We will transform the Center's publications and website to be more like a Web Log or "Blog" to make them more current, interesting, and interactive. We'll seek advertising support for the publications in addition to subscriptions.

We'll invite everyone to join the Center for Long-Term Care Reform, Inc. as members with password-protected access to our Members-Only website zone, where more and more of the most valuable content will reside.

We'll seek your support in the form of a "retainer" to help me fight in the halls of Congress, in the state legislatures, and in the public agencies that administer America's government-financed LTC programs for new policy directions that promote private financing alternatives as the means to save public financing for the needy.

We'll invite you to hire me to speak at your meetings and conferences (in person or by conference call) about the latest developments in long-term care public policy. Or to bring our highly acclaimed "LTC Graduate Seminar" to your auditorium or training room.

We'll continue to conduct studies and publish reports at the state and national level.

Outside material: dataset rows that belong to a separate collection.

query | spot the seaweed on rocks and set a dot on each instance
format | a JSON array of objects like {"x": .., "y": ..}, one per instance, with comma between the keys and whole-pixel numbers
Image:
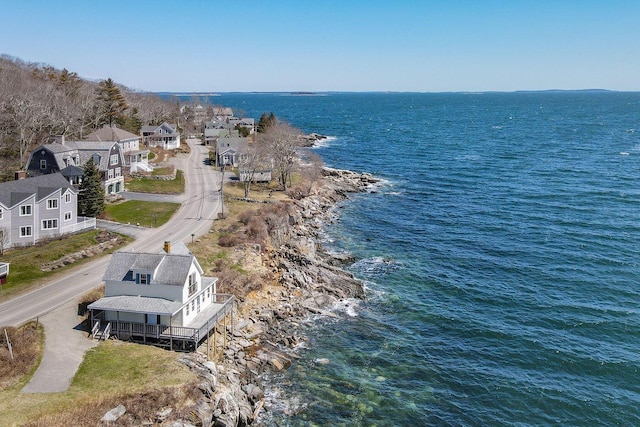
[{"x": 309, "y": 282}]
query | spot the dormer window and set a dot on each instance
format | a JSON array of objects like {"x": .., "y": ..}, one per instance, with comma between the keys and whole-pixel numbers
[
  {"x": 193, "y": 284},
  {"x": 143, "y": 279}
]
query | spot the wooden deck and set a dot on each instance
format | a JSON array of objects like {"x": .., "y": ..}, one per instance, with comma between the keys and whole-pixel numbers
[{"x": 167, "y": 335}]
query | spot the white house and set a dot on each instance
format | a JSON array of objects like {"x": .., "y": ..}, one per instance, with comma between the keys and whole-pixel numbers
[
  {"x": 42, "y": 207},
  {"x": 165, "y": 136},
  {"x": 161, "y": 298},
  {"x": 135, "y": 159}
]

From time to time, we'll invite companies, individuals, and public entities to commission such work or join together in supporting it.

We will continue and expand the critical expert witness work I have been doing in the field of nursing home litigation. Juries, tempted to pull millions of dollars in gigantic damages settlements out of the already financially starved LTC service delivery system, need to understand that bad outcomes in long-term care facilities are largely the result of excessive dependency on inadequate reimbursements from too many residents on Medicaid.

In a nutshell, the new Center for Long-Term Care Reform, Inc. will do mostly fee-for-service work on behalf of clients, subscribers, and members. We'll target our work to give value primarily to those who support it. We hope you will invest with your subscriptions, memberships, and contracts in what we're trying to achieve--quality LTC for everyone, especially those who cannot afford to buy it for themselves.

Thank you for your past, ongoing and future support for the Centers, old and new.